A vintage snuffbox is almost nicked at a church party. And then…
While antiques diva Lina Townend mans the bric-a-brac table at the party to raise funds to restore St. Jude’s in Kenninge, her doppelganger argues with a man in a cashmere turtleneck and somebody tries to pocket a valuable 17th-century sterling snuffbox. Thinking it had been donated by mistake, Lina takes the treasure home to safeguard it. A pair of ersatz coppers promptly begin spying on the shop she runs with her mentor, aging gay sophisticate Griff. Then somebody breaks into the shop and rigs their car with two tracking devices. Meanwhile, Robin the vicar takes himself off on a retreat; his pregnant inamorata is so overwrought she can barely handle the police investigation under her command; and Lina’s married ex-boyfriend Morris, a mainstay of the Met’s Fine Arts Squad, pops around to jiggle her hormones again. Two copies of the snuffbox come on the market.

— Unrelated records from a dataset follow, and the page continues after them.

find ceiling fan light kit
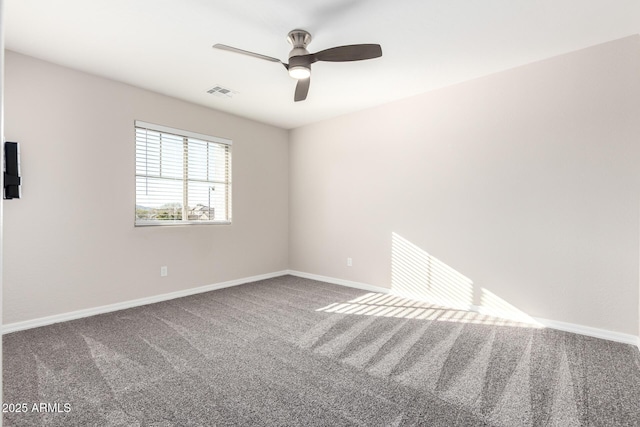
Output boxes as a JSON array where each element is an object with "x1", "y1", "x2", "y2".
[
  {"x1": 288, "y1": 67, "x2": 311, "y2": 80},
  {"x1": 213, "y1": 28, "x2": 382, "y2": 102}
]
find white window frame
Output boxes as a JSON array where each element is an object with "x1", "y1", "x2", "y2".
[{"x1": 135, "y1": 120, "x2": 232, "y2": 226}]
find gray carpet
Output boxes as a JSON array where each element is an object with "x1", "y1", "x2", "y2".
[{"x1": 3, "y1": 275, "x2": 640, "y2": 426}]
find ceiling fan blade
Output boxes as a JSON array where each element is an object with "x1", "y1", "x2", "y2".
[
  {"x1": 294, "y1": 78, "x2": 310, "y2": 102},
  {"x1": 311, "y1": 44, "x2": 382, "y2": 63},
  {"x1": 213, "y1": 44, "x2": 288, "y2": 69}
]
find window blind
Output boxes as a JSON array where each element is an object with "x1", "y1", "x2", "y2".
[{"x1": 135, "y1": 121, "x2": 232, "y2": 225}]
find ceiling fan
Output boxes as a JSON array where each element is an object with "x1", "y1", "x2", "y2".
[{"x1": 213, "y1": 29, "x2": 382, "y2": 102}]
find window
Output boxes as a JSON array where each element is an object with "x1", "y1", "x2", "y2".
[{"x1": 135, "y1": 121, "x2": 232, "y2": 226}]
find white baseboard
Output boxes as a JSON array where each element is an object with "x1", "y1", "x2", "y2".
[
  {"x1": 533, "y1": 317, "x2": 639, "y2": 347},
  {"x1": 2, "y1": 270, "x2": 289, "y2": 334},
  {"x1": 287, "y1": 270, "x2": 640, "y2": 348},
  {"x1": 4, "y1": 269, "x2": 640, "y2": 352},
  {"x1": 286, "y1": 270, "x2": 392, "y2": 295}
]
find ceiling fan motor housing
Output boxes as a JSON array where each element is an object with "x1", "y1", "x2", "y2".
[
  {"x1": 287, "y1": 30, "x2": 312, "y2": 79},
  {"x1": 289, "y1": 55, "x2": 311, "y2": 69}
]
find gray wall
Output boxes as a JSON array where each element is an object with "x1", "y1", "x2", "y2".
[
  {"x1": 3, "y1": 51, "x2": 289, "y2": 324},
  {"x1": 289, "y1": 36, "x2": 640, "y2": 336}
]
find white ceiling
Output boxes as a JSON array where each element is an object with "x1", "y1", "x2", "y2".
[{"x1": 5, "y1": 0, "x2": 640, "y2": 129}]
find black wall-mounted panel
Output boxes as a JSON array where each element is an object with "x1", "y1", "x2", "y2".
[{"x1": 4, "y1": 141, "x2": 21, "y2": 199}]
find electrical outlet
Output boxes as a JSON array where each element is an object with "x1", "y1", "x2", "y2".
[
  {"x1": 347, "y1": 257, "x2": 353, "y2": 267},
  {"x1": 160, "y1": 266, "x2": 168, "y2": 277}
]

Lina keeps getting mistaken for her doppelganger. The man in the cashmere turtleneck goes missing. And Lina’s sire, Lord Elham, takes time from swilling champers and forging masterpieces to acknowledge his many by-blows, two of whom strongly resemble Lina. One old codger will die and another will be sent to intensive care before the doppelganger will be identified, the vicar will plan his wedding, Lina will brace herself for Morris’s move to Paris, Griff will serve homemade lemonade in the garden and the vintage snuffbox will be sent to Victoria and Albert.
Lina’s vocabulary lapses are irritating, and Griff calls her “dear” far too many times to be endearing. This entry, more heavy-handed than Ring of Guilt (2011), suggests that it may be time to give the series a rest.